Apparently he claimed to have been harassed by the police, but he also was
said to be _incoherent_ and violent in his behaviours.

Bruce Perens unnicely -at my opinion that is not the most reliable in the
world- disclosed his _mental illness_. 1 day after on his blog and /.

The family also asked for discretion. A wish that has been followed by the
majority of the community. Except people like me. Because, well, I wanted to
understand.

I tried to see for similar cases with google news what happened, and a non
scientifically screening of hundreds of case in the USA would tend to suggests
that if the victim is categorized _mentally ill_ then news about police
violence does not seems to make it higher than local news.

I am just a little pea on the internet, I have no way to confirm my
conclusions are right. It would require a true journalistic investigation to
infirm of confirm the case.

The conclusion I drew for myself having attended FOSS for 10 years as a topic
organizer in conferences is the level of _freaks_ tended to be higher than on
average. Still not a scientific conclusion.

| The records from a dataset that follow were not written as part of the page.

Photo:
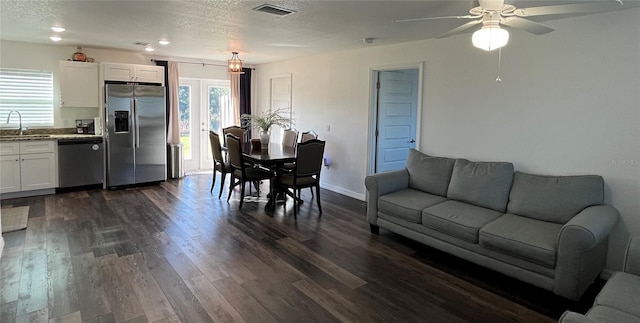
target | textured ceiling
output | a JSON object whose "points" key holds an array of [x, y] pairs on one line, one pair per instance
{"points": [[212, 29]]}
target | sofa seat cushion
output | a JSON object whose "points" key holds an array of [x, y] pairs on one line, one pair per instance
{"points": [[604, 314], [522, 237], [554, 198], [621, 292], [458, 219], [429, 174], [407, 204], [485, 184]]}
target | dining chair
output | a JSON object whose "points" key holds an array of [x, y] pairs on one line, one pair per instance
{"points": [[241, 172], [308, 135], [219, 163], [236, 131], [306, 172], [290, 138]]}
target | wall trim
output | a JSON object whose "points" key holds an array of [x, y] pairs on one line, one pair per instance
{"points": [[1, 245], [340, 190]]}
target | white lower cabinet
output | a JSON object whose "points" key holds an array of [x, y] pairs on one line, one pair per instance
{"points": [[9, 173], [34, 168]]}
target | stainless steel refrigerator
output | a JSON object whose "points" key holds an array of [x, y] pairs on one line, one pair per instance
{"points": [[136, 134]]}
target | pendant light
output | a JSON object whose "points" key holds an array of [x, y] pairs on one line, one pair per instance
{"points": [[490, 36], [235, 64]]}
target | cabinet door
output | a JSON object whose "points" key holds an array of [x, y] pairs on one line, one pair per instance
{"points": [[37, 146], [9, 173], [79, 84], [150, 74], [37, 171], [9, 148], [119, 72]]}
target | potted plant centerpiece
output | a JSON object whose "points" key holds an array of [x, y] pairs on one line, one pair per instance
{"points": [[264, 121]]}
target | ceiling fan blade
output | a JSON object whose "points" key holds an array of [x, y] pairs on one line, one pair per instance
{"points": [[577, 8], [435, 18], [460, 30], [526, 25]]}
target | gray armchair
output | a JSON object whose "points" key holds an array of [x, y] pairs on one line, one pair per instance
{"points": [[619, 299]]}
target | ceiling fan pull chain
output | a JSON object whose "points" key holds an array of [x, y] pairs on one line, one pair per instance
{"points": [[498, 79]]}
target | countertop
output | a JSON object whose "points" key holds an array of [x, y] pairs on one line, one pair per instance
{"points": [[47, 137]]}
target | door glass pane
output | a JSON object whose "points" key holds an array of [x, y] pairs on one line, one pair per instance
{"points": [[218, 102], [185, 120]]}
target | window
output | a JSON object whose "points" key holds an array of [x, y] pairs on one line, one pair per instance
{"points": [[28, 91]]}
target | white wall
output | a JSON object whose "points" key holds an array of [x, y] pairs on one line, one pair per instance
{"points": [[569, 104]]}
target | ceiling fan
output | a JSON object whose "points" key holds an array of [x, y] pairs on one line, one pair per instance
{"points": [[493, 14]]}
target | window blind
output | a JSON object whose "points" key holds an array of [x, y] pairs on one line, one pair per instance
{"points": [[28, 91]]}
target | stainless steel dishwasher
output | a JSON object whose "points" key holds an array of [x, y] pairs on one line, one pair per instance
{"points": [[80, 163]]}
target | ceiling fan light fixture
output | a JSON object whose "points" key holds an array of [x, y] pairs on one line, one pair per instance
{"points": [[490, 37], [235, 64]]}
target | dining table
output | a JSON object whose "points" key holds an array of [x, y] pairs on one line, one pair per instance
{"points": [[270, 158]]}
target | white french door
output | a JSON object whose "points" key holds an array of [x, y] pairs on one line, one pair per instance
{"points": [[204, 105]]}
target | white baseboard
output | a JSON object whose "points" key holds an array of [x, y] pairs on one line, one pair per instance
{"points": [[342, 191]]}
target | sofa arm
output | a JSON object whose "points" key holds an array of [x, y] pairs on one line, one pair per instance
{"points": [[582, 249], [585, 230], [573, 317], [632, 257], [381, 184]]}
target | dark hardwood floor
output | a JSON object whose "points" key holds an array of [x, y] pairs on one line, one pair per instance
{"points": [[175, 253]]}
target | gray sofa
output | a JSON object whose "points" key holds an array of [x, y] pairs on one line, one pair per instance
{"points": [[548, 231], [619, 299]]}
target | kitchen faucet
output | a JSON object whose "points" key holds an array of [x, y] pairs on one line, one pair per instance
{"points": [[19, 117]]}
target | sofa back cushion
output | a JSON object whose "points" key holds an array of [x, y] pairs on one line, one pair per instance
{"points": [[554, 198], [429, 174], [483, 184]]}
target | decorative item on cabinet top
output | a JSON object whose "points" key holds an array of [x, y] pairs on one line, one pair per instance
{"points": [[79, 56]]}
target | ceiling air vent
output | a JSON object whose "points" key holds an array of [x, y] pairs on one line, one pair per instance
{"points": [[278, 11]]}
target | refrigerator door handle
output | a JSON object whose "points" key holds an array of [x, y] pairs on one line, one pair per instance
{"points": [[137, 123]]}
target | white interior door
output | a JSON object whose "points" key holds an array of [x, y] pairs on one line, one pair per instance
{"points": [[204, 105], [397, 106], [280, 99]]}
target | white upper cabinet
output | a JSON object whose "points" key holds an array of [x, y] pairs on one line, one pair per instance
{"points": [[133, 73], [79, 84]]}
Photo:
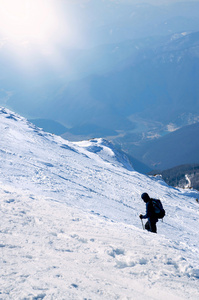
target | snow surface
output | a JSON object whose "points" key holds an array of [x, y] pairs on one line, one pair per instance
{"points": [[70, 227]]}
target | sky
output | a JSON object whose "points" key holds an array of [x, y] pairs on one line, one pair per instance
{"points": [[45, 45]]}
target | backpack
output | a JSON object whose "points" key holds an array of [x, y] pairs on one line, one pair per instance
{"points": [[158, 208]]}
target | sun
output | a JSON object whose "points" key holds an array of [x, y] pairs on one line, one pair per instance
{"points": [[30, 20]]}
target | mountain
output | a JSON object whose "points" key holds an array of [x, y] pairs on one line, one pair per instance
{"points": [[184, 176], [174, 149], [133, 62], [70, 227]]}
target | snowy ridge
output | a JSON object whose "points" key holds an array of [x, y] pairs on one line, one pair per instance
{"points": [[69, 226]]}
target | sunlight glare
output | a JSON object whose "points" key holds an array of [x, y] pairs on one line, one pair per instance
{"points": [[30, 20]]}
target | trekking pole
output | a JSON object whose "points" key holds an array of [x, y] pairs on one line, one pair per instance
{"points": [[142, 224]]}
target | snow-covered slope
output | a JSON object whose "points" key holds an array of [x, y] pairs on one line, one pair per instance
{"points": [[69, 225]]}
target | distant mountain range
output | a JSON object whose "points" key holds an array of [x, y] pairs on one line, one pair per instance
{"points": [[174, 149], [133, 79], [184, 176]]}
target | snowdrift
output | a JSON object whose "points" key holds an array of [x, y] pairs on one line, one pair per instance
{"points": [[69, 226]]}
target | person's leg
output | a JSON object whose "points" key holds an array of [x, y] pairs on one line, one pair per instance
{"points": [[153, 227], [147, 226]]}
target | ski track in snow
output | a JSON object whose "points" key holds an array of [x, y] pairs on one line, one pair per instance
{"points": [[69, 226]]}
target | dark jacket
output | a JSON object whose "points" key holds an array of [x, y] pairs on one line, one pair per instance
{"points": [[150, 215]]}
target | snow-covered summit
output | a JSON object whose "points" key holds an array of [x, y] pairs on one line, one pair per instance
{"points": [[69, 225]]}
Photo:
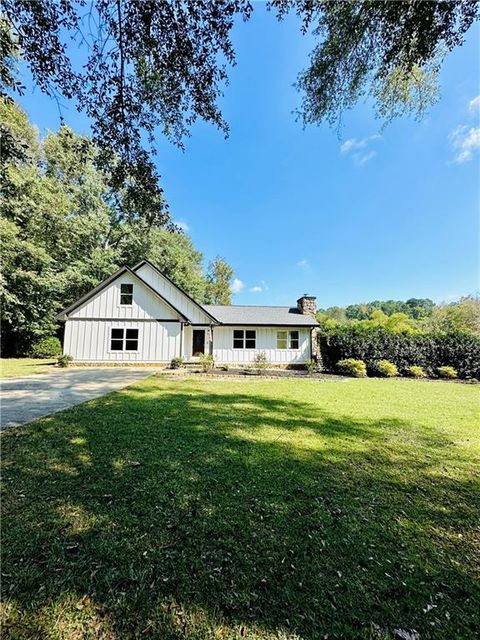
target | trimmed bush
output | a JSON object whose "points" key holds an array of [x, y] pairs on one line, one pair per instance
{"points": [[311, 366], [47, 348], [206, 360], [386, 369], [460, 350], [176, 363], [447, 372], [260, 362], [352, 367], [416, 372], [65, 360]]}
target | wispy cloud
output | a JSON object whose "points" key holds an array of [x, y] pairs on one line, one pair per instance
{"points": [[182, 225], [237, 285], [474, 104], [465, 139], [359, 149], [465, 142]]}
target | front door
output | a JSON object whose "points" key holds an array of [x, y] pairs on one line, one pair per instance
{"points": [[198, 345]]}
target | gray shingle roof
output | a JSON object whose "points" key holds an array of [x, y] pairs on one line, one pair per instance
{"points": [[252, 315]]}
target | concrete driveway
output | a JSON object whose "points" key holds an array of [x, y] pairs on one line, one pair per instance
{"points": [[26, 399]]}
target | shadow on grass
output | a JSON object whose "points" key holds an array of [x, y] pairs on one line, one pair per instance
{"points": [[187, 514]]}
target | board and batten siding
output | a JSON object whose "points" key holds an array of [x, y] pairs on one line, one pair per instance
{"points": [[89, 340], [106, 304], [171, 293], [266, 341]]}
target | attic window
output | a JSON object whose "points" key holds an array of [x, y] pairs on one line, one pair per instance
{"points": [[287, 339], [126, 293], [124, 340]]}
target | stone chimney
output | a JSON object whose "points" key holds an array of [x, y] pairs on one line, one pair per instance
{"points": [[307, 305]]}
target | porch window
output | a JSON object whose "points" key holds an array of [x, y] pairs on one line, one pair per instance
{"points": [[126, 294], [124, 340], [288, 340], [244, 339]]}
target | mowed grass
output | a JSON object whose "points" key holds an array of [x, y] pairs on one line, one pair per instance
{"points": [[20, 367], [286, 509]]}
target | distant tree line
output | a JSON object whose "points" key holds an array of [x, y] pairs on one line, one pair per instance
{"points": [[65, 227], [415, 333], [416, 315]]}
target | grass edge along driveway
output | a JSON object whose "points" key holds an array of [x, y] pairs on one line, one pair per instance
{"points": [[263, 509]]}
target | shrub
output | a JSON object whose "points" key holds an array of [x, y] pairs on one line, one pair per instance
{"points": [[428, 351], [47, 348], [206, 360], [260, 362], [416, 372], [447, 372], [352, 367], [386, 368], [312, 367], [176, 363], [65, 360]]}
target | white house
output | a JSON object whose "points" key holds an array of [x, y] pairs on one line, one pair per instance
{"points": [[139, 315]]}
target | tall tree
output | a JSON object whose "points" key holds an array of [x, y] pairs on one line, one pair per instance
{"points": [[162, 65], [147, 65], [64, 229], [219, 278], [390, 50]]}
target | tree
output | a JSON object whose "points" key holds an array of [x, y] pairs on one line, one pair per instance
{"points": [[147, 65], [219, 277], [64, 230], [162, 65], [390, 50], [462, 316]]}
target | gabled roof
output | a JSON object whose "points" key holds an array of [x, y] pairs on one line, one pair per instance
{"points": [[253, 315], [153, 266], [64, 313]]}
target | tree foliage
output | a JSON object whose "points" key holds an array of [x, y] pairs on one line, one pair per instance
{"points": [[146, 65], [390, 50], [219, 278], [156, 65], [64, 229]]}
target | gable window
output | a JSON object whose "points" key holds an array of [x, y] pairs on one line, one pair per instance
{"points": [[244, 338], [287, 340], [124, 340], [126, 293]]}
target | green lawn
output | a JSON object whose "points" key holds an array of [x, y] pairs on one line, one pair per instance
{"points": [[20, 367], [276, 509]]}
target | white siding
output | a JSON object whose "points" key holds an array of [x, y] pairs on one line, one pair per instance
{"points": [[89, 340], [170, 292], [223, 351], [106, 304]]}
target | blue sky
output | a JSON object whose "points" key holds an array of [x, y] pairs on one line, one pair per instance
{"points": [[368, 215]]}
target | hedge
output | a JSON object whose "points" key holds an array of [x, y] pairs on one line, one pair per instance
{"points": [[459, 350]]}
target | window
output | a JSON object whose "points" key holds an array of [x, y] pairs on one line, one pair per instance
{"points": [[288, 340], [126, 293], [244, 338], [124, 340]]}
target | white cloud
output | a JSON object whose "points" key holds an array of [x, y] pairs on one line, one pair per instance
{"points": [[358, 149], [474, 104], [465, 141], [237, 285], [182, 225], [362, 158]]}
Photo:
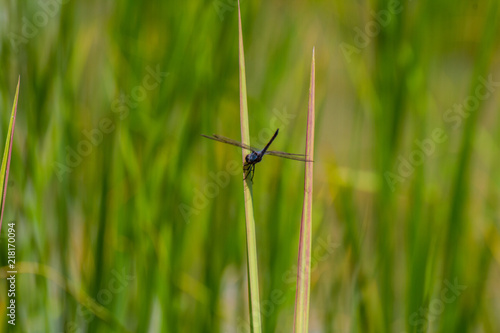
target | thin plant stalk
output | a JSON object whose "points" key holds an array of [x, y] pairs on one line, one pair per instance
{"points": [[253, 273], [4, 171], [302, 297]]}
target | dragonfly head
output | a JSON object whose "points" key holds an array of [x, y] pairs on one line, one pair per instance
{"points": [[253, 157]]}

I naively expected the community to be aware of that. My naive expectation is
that the society would recognize the positive contribution of FOSS to the IT
thus to the economy and thus would try to push harder on this case.

Apparently I am naïve or delusive according to the feedback I had on this
story.

Well, I encourage people to make their own opinions and investigate with their
own means.

I am still a tad disappointed in my expectations.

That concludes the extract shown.